A vida da memória contra o império
A vida da memória contra o império
Eduardo de la Serna
Na história de nossa identidade latino-americana, a memória ocupa um lugar central; e na história dos impérios, apagar essa memória, abafar essa identidade, é um eixo sobre o qual gira sua força e seu poder. Faz falta determo-nos, por exemplo, na resistência impressionante que significa a identidade dos povos originários e como se tentou e tenta-se fazê-los calar ou ignorá-los? Enquanto alguns governos de países, como é o caso do México e vários da América Central, mostraram suas raízes aborí-gines “for export” e para o turismo, ao mesmo tempo expulsavam ou reprimiam os seus primeiros filhos negando-lhes direitos, como foi o caso de milhares de refugiados guatemaltecos no sul do México. Outros países como o Chile, Uruguai, ou a Argentina, mostra-vam-se, –com matizes–, como “quimicamente puros”, “limpos e brancos”, porém, chegando o tempo oportuno, “como por arte de magia”, a identidade aborígene apareceu com toda sua memória. Assim, em toda a América Latina, desde Chiapas à Terra do Fogo. A identidade aborígene não pôde ser calada e menos ainda apagada, com séculos de resistência, hoje se revela ao mundo com sua cultura, sua língua, suas festas, sua fé e sua vida. Até um país como a Argentina, que se “vangloriava”(?) de não ter negros nem indígenas (e de ser “européia”,sic), teve que reconhecer na reforma de sua Constituição nacional (1994) que corresponde ao Congresso da Nação: “Reconhecer a pré-existência étnica e cultural dos povos indígenas argentinos. Garantir o respeito a sua identidade e o direito a uma educação bilíngüe e intercultural; reconhecer a personalidade jurídica de suas comunidades e a posição e propriedades comunitárias das terras que tradicionalmente ocupam; e regular a entrega de outras terras cultiváveis suficientes para o desenvolvimento humano...” (art. 45, inc. 17). Certamente isto não se tem feito, porém foi dado o primeiro passo...

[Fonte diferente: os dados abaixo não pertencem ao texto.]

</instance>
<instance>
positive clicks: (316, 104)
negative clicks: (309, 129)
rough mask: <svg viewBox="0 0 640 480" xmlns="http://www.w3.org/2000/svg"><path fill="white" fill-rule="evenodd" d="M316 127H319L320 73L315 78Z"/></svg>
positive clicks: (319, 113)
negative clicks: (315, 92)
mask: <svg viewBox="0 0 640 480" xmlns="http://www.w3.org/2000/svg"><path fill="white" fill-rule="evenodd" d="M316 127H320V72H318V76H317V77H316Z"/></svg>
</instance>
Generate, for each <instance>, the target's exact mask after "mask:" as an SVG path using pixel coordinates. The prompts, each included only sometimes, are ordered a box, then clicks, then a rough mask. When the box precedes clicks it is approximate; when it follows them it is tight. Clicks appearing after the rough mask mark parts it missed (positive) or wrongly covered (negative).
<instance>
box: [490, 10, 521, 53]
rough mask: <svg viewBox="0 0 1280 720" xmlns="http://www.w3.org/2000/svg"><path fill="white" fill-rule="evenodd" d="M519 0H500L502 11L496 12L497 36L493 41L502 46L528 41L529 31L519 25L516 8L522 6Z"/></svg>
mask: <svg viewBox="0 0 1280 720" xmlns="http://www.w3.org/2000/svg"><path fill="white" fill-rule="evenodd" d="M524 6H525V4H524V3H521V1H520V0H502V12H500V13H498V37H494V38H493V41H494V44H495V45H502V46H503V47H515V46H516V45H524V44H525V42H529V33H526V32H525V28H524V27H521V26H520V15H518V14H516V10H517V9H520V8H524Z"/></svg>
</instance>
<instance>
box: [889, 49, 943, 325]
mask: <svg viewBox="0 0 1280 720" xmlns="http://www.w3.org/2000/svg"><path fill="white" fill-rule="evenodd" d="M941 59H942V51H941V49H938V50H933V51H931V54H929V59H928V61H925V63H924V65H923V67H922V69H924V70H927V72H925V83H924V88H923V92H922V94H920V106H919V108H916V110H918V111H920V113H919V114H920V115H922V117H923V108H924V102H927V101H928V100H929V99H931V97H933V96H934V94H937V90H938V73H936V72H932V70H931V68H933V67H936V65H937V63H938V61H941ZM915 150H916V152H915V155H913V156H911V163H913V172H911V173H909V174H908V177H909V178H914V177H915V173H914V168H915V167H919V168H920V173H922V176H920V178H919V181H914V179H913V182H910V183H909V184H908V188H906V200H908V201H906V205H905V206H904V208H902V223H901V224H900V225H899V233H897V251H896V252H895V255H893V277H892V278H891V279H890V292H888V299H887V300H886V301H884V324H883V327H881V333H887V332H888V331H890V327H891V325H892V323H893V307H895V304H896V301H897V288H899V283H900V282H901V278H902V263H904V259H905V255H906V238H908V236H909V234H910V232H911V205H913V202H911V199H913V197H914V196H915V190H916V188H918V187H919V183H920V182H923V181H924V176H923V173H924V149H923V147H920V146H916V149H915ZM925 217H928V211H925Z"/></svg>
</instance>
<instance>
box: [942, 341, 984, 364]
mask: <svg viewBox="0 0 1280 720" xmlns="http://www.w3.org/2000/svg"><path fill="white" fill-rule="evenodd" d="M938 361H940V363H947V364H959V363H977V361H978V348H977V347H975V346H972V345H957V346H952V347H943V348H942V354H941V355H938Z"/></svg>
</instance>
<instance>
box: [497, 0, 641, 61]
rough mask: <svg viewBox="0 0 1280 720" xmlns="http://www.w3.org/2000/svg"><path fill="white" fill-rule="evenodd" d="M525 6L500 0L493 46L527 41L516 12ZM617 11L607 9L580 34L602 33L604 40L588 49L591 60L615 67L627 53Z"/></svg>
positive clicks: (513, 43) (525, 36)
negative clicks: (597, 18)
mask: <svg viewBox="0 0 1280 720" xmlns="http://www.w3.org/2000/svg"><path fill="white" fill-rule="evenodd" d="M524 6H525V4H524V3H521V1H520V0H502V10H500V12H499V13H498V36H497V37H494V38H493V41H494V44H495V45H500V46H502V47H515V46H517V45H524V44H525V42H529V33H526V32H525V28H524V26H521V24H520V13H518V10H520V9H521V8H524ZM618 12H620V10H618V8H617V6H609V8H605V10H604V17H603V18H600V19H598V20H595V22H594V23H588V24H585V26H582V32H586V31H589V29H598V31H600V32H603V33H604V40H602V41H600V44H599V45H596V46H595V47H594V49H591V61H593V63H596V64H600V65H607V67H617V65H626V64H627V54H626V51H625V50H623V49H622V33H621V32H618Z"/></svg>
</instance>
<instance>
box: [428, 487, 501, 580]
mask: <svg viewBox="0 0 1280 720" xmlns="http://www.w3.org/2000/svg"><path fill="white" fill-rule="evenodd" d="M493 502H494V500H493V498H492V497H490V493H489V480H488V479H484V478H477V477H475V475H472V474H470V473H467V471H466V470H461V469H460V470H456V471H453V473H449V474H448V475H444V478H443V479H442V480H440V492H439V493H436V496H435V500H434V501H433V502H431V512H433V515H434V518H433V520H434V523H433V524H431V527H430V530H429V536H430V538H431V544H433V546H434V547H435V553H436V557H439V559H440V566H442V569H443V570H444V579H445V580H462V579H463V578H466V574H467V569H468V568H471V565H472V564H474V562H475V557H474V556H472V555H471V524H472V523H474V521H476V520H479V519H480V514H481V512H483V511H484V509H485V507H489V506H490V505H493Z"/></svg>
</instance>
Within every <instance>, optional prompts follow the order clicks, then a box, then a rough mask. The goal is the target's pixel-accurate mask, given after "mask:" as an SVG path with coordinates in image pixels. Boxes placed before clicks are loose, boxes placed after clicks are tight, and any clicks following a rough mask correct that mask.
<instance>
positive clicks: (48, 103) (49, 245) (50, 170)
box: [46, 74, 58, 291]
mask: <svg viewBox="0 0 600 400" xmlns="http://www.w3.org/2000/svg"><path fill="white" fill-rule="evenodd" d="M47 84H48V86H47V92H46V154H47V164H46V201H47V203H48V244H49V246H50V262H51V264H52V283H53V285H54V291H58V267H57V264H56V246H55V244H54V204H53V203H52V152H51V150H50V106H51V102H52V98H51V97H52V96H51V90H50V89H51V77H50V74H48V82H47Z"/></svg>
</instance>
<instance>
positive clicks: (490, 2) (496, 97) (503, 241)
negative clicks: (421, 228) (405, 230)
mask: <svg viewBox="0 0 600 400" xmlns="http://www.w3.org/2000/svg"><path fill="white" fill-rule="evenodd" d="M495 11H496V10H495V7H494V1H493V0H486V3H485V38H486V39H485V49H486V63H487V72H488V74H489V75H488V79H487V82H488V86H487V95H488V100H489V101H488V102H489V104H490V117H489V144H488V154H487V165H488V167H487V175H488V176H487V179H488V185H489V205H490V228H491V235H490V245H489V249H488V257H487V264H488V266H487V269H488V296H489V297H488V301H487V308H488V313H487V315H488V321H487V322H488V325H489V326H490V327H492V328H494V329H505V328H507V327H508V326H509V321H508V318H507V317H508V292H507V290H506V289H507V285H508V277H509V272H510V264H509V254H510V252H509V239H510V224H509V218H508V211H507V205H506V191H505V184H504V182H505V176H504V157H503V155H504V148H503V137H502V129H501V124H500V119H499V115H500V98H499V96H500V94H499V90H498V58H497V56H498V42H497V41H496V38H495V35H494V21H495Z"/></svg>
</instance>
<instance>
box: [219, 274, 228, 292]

Na história de nossa identidade eclesial latino-americana, a memória dos testemunhos ocupa um lugar central, porque é uma palavra que Deus dirige a seu povo. Na história dos poderes instituídos, as estruturas rígidas e as hierarquias de poder se faz necessário calar a voz de Deus para conservar o poder, o poder “divino”, o dos símbolos e também o do dinheiro. Faz falta prendermo-nos nos silêncios eclesiásticos diante de mortes e martírios de tantas e tantos testemunhas? “Nenhuma cúria bem montada” pode entender que a vida e a tradição não são água estancada, mas uma torrente que leva vida e rega esperanças. Enquanto povos inteiros permanecem crucificados e os crucificadores se agarram com toda sua força, milhares de mártires anônimos e conhecidos, leigos e leigas, religiosos e padres, pastores e bispos são uma palavra que Deus dirige a seus filhos. Para alguns, convém silenciar essa memória para não ver que outra Igreja é possível, ainda que se silencie a voz de Deus. Reconhecer Angelelli ou Romero como mártires, seria a mesma coisa que “desconhecer” os “eclesiásticos” que foram seus críticos e adversários, como silenciadores de uma voz de Deus. Para conseguir isto, em muitas camadas “oficiais”, se pretende buscar uma “explicação teológica” conveniente. Daí que o acento do martírio, para que “oficialmente” seja considerado tal, coloque-se na força dos crucificadores mais que nos crucificados: os mártires são reconhecidos como tais se aqueles que os matam tem “ódio a fé”, não se o mártir “ama a fé”, busca a justiça e aposta na vida... Por isso, para outros, falar “são Romero da América”, Luis “povo”Espinal, Enrique “pastor bom”Angelilli, Elba e Celina, João Bosco e toda uma “caminhada” do povo e dos povos, as cruzes de Mazote, em El Salvador, os desaparecidos do Chile e da Argentina, mulheres e camponeses como na Bolívia, Peru e Guatemala, os aborígines e negros de toda a América, tudo isso implica saber que todos eles manifestam uma voz de Deus, uma voz “dentro de Auschwitz”, como diz d. Pedro Casaldáliga. Para alguns, uma voz que não convém escutar e, se possível, deve-se silenciar, e muito menos convém fazer ressoar; para outros, uma voz que nos põe a caminho: “povo latino-americano, Igreja dos pobres, povo de irmãos, ‘levanta-te e anda!’ E segue o exemplo testemunhal de teus irmãos atrás das pegadas de Jesus”.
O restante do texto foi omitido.